O primeiro-ministro da Polônia, Mateusz Morawiecki, descreveu a Rússia sob Putin como um “estado fascista totalitário” e pediu ações “que finalmente quebrarão a máquina de guerra de Putin”. “Você negociaria com Hitler, com Stalin, com Pol Pot?” Morawiecki perguntou a Macron.

A Rússia retirou muitas de suas forças da área da capital nos últimos dias depois de ser frustrada em sua tentativa de capturar rapidamente Kiev.

Em vez disso, enviou tropas e mercenários para o leste do país em uma tentativa intensificada de ganhar o controle de Donbas, a região industrial de língua russa que inclui Mariupol, que viu alguns dos combates mais pesados e os piores sofrimentos da guerra.

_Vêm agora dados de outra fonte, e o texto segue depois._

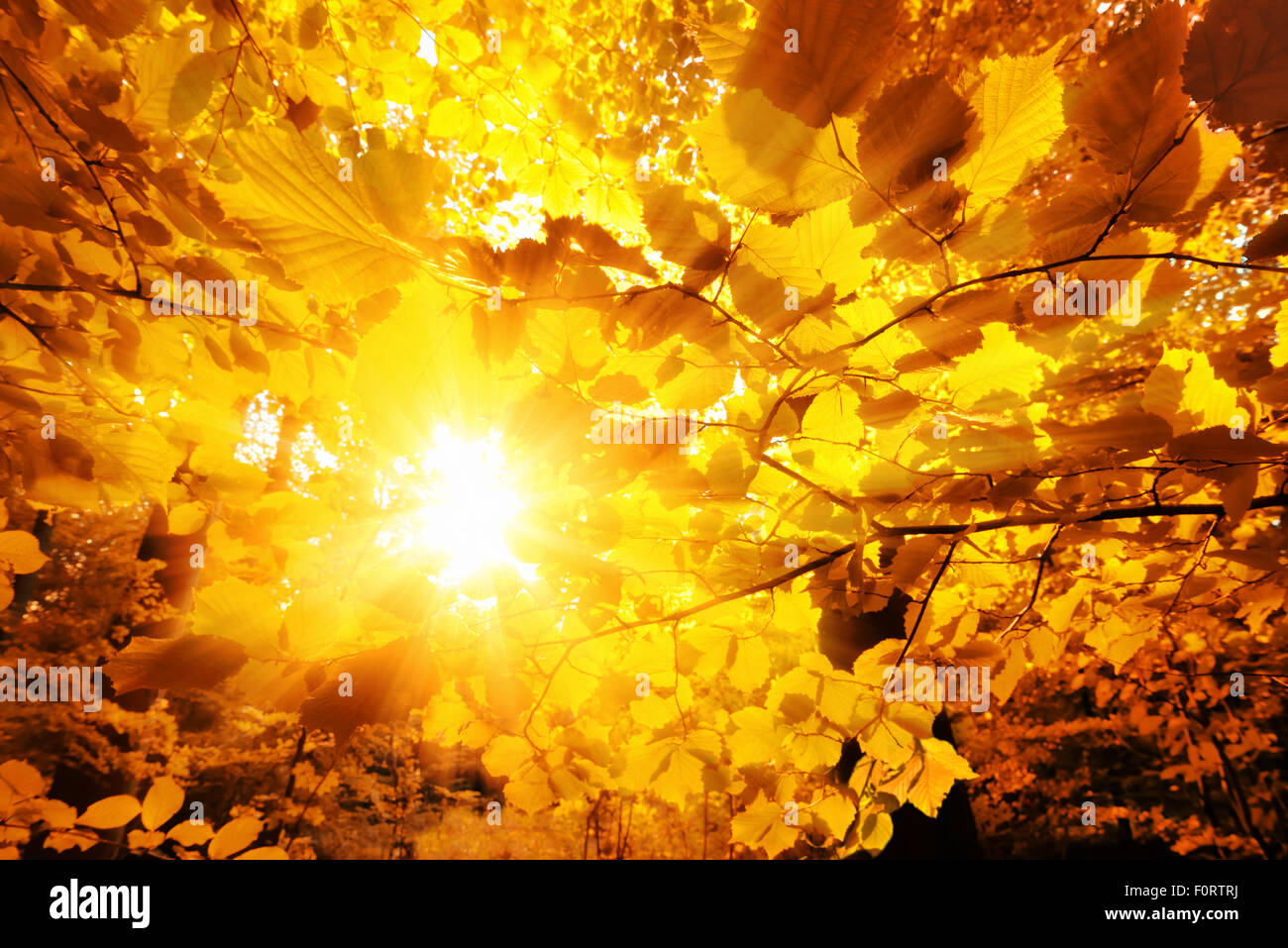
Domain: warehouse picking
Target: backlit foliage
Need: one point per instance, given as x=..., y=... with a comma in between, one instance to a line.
x=472, y=224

Cerca de dois terços das tropas russas ao redor de Kiev já partiram e estão na Bielorrússia ou a caminho de lá, provavelmente recebendo mais suprimentos e reforços, disse um alto funcionário de defesa dos EUA que falou sob condição de anonimato para discutir uma avaliação de inteligência.

As forças russas também parecem estar reposicionando artilharia e tropas para tentar tomar a cidade de Izyum, que fica em uma rota importante para Donbas, disse a autoridade.

Dmytro Zhyvystskyy, governador da região de Sumy, no norte da Ucrânia, disse que as tropas russas que assumiram a área a caminho de Kiev também recuaram para a Rússia, com as forças ucranianas capturando pequenos grupos deixados para trás.

A invasão de Putin em 24 de fevereiro deixou milhares de pessoas mortas e forçou mais de 4 milhões de ucranianos a fugir de seu país.

“Esta é uma guerra de assassinatos, muito sangue. Muitos civis estão morrendo”, disse Natalia Svitlova, refugiada de Dnipro, no leste da Ucrânia, que fugiu para a Polônia. “Não entendo por que isso é possível no século 21 e por que ninguém pode impedir.”